In practice what will happen is that TU A will be compiled as if a is non-const. TU B will be compiled as if a were a volatile const int, which means it won't cache the value of a at all. Thus, I'd expect it to work provided the linker doesn't notice and object to the mismatched types, because I don't immediately see how TU B could possibly emit code that goes wrong. However, my lack of imagination is not the same as guaranteed behavior.
AFAIK, there's nothing in the standard to say that volatile objects at file scope can't be stored in a completely different memory bank from other objects, that provides different instructions to read them. The implementation would still have to be capable of reading a normal object through, say, a volatile pointer, so suppose for example that the "normal" load instruction works on "special" objects, and it uses that when reading through a pointer to a volatile-qualified type. But if (as an optimization) the implementation emitted the special instruction for special objects, and the special instruction didn't work on normal objects, then boom. And I think that's the programmer's fault, although I confess I only invented this implementation 2 minutes ago so I can't be entirely confident that it conforms.

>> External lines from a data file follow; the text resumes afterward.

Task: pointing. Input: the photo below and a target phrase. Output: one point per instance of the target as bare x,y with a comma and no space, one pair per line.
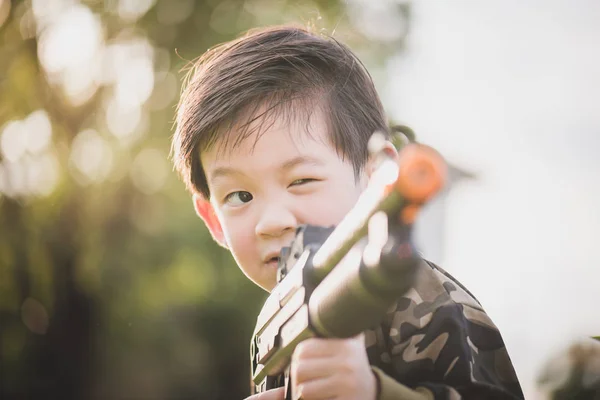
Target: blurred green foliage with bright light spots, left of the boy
110,287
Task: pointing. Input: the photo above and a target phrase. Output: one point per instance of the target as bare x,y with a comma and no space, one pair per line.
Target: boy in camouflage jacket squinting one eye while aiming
272,132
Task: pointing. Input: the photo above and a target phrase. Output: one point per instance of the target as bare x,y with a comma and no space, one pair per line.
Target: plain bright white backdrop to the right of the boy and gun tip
510,90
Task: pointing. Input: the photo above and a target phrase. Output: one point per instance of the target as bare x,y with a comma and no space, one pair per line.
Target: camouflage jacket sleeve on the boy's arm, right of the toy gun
438,337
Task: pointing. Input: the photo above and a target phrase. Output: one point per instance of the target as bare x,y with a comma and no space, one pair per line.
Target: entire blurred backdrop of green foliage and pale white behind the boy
110,287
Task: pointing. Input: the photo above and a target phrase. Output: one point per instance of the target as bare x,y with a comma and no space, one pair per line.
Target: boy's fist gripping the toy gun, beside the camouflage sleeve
333,369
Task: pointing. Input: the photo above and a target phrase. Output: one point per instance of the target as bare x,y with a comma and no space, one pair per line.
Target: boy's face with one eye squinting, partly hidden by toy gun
262,190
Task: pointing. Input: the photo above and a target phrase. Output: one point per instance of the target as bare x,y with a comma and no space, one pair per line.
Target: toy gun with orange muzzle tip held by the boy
338,282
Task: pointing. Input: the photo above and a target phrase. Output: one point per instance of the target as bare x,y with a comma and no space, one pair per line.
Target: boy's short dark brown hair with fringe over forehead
285,69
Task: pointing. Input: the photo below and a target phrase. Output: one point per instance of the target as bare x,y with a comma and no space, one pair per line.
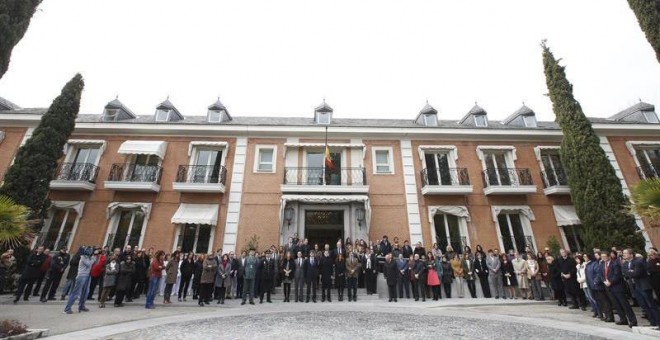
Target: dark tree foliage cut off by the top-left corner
15,18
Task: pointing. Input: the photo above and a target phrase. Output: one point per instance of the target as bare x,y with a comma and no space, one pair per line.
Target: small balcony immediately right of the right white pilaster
452,181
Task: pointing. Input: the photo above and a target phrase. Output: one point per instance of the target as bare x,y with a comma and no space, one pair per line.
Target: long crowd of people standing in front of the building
603,281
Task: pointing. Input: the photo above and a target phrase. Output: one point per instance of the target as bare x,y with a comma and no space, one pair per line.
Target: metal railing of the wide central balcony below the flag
325,176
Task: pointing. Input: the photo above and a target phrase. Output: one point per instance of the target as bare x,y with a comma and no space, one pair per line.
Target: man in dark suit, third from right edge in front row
613,280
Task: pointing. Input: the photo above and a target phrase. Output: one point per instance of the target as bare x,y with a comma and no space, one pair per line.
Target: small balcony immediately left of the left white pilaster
200,178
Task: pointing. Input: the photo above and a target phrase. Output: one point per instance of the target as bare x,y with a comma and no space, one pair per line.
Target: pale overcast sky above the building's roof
369,59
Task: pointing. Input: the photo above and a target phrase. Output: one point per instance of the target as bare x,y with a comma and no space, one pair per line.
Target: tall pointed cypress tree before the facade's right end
595,188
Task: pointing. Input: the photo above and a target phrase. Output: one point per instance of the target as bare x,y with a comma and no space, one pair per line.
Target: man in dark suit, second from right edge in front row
642,289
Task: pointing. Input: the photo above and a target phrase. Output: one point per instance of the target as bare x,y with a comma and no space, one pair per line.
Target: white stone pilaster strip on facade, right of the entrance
412,203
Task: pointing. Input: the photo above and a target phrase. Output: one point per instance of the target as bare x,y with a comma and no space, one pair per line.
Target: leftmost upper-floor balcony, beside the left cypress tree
75,176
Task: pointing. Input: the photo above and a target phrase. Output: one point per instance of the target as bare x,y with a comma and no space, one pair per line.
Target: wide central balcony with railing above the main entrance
322,180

In the B translation unit, const would only prohibit modifying the a variable within the B translation unit itself.
Modifications of that value from outside (other translation units) will reflect on the value you see in B.
This is more of a linker issue than a language issue. The linker is free to frown upon the differing qualifications of the a symbol (if there is such information in the object files) when merging the compiled translation units.
Note, however, that if it's the other way around (const int a = 23 in A and extern int a in B), you would likely encounter a memory access violation in case of attempting to modify a from B, since a could be placed in a read-only area of the process, usually mapped directly from the .rodata section of the executable.
The declaration that has the initialization is the definition, so your object is indeed not a const qualified object and foo has all the rights to modify it.
In B your are providing access to that object that has the additional const qualification. Since the types (the const qualified version and the non-qualified version) have the same object representation, read access through that identifier is valid.
Your second printf, though, has a problem. Since you didn't qualify your B version of a as volatile you are not guaranteed to see the modification of a. The compiler is allowed to optimize and to reuse the previous value that he might have kept in a register.
Declaring it as const means that the instance is defined as const. You cannot access it from a not-const. Most compilers will not allow it, and the standard says it's not allowed either.
FWIW: In H&S5 is written (Section 4.4.3 Type Qualifiers, page 89):
"When used in a context that requires a value rather than a designator, the qualifiers are eliminated from the type." So the const only has an effect when someone tries to write something into the variable.
In this case, the printf's use a as an rvalue, and the added volatile (unnecessary IMHO) makes the program read the variable anew, so I would say, the program is required to produce the output the OP saw initially, on all platforms/compilers.
I'll look at the Standard, and add it if/when I find anything new.
EDIT: I couldn't find any definite solution to this question in the Standard (I used the latest draft for C1X), since all references to linker behavior concentrate on names being identical. Type qualifiers on external declarations do not seem to be covered.
Maybe we should forward this question to the C Standard Committee.